The gifts are interesting, if impractical. You can pay $99.99 for “Magic Sleigh Pontoons” made from “100% recycled Canadian Aluminum.” For another $49.99, you get an “Abominable Snowmaker,” which I guess is a… well, a snowmaker. That probably requires energy, probably electricity (it better not be gas-powered). Given David Suzuki’s enthusiastic endorsement of energy-saving compact fluorescent lightbulbs, I’m a bit puzzled by this one. Isn’t a portable snowmaker a needless waste of valuable energy?
Here’s what I wish I could buy from this website: a gift certificate for truly green electricity. If, for example, I—as an Ontario resident and everyday user of Ontario electricity—could buy nuclear- or hydro-generated electricity, or a combination of the two, through an arrangement with my local electricity retailer, I would feel I am doing my bit for the planet.
Surely this is possible. As you can see from the Ontario electricity generation tables (click here), nuclear is the biggest source of electricity in this province; hydro is almost always the second or third-biggest source. My electricity retailer, which is Hydro Ottawa, ought to have no problem making good on such a gift certificate.

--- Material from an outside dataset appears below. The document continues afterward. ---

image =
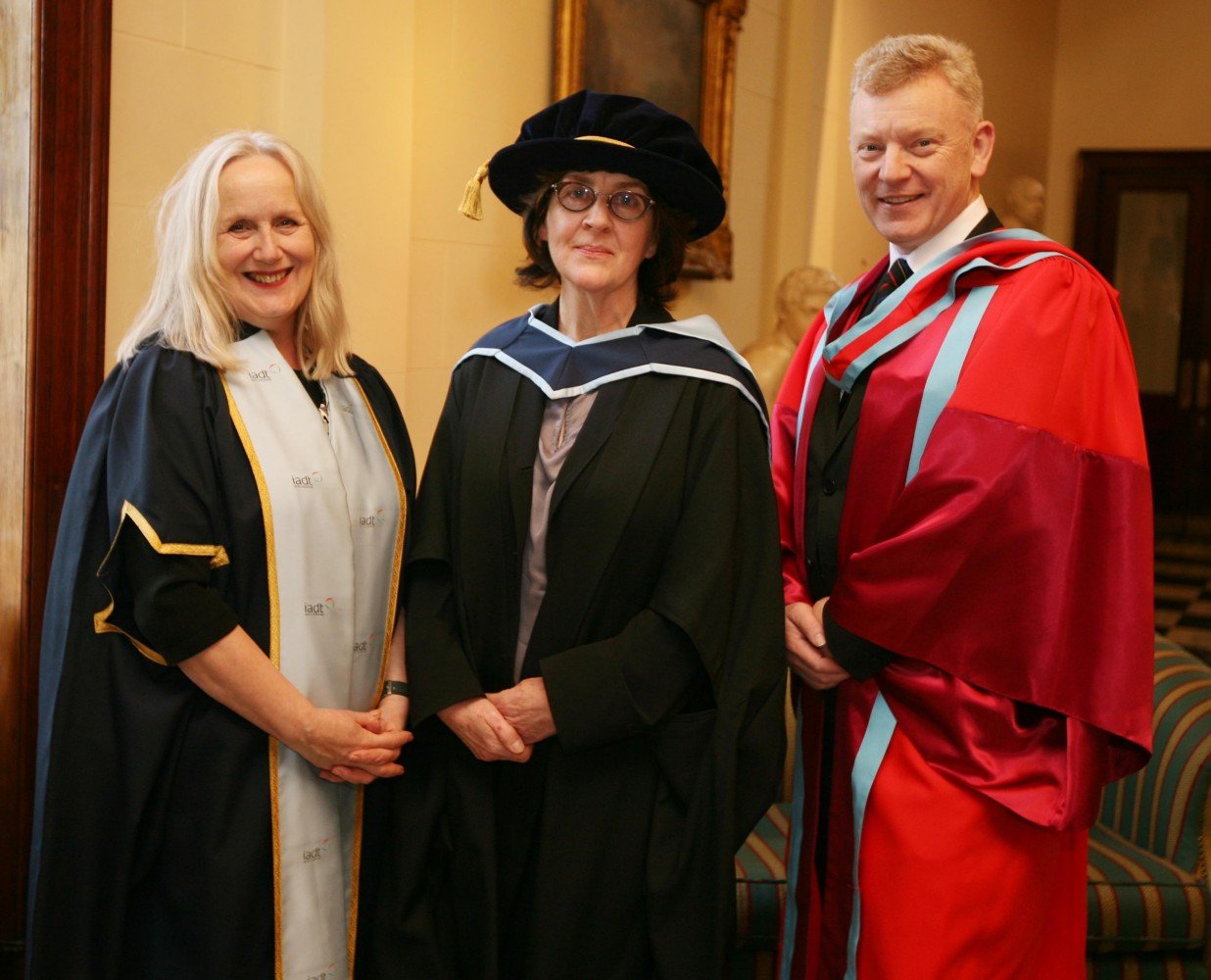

And the purchaser of such a gift certificate, if it were sold on a site like the DSF fundraising one mentioned above, would of course be able to buy it at a decent price. Nuclear and hydro are two of the cheapest kinds of electricity in Ontario.
Of course, I’m dreaming. The chance that DSF would offer any kind of support for nuclear power is as good as that of me winning the lottery without buying a ticket. DSF is doctrinally and dogmatically anti-nuclear.
(The link above brings you to a document that lists eight reasons DSF is against nuclear. I sent DSF an email addressing some of these reasons and explaining why I felt they could benefit from a more fact-based second look. That was in June 2010; I am still waiting for a reply.)
What a shame. DSF, which proclaims its dedication to “providing science-based education,” complains about climate change, then asks you to contribute money for a never-ending lobbying campaign to oppose the biggest technological solution to it.
Sadly, I would advise kids and their parents to contribute money elsewhere this Christmas.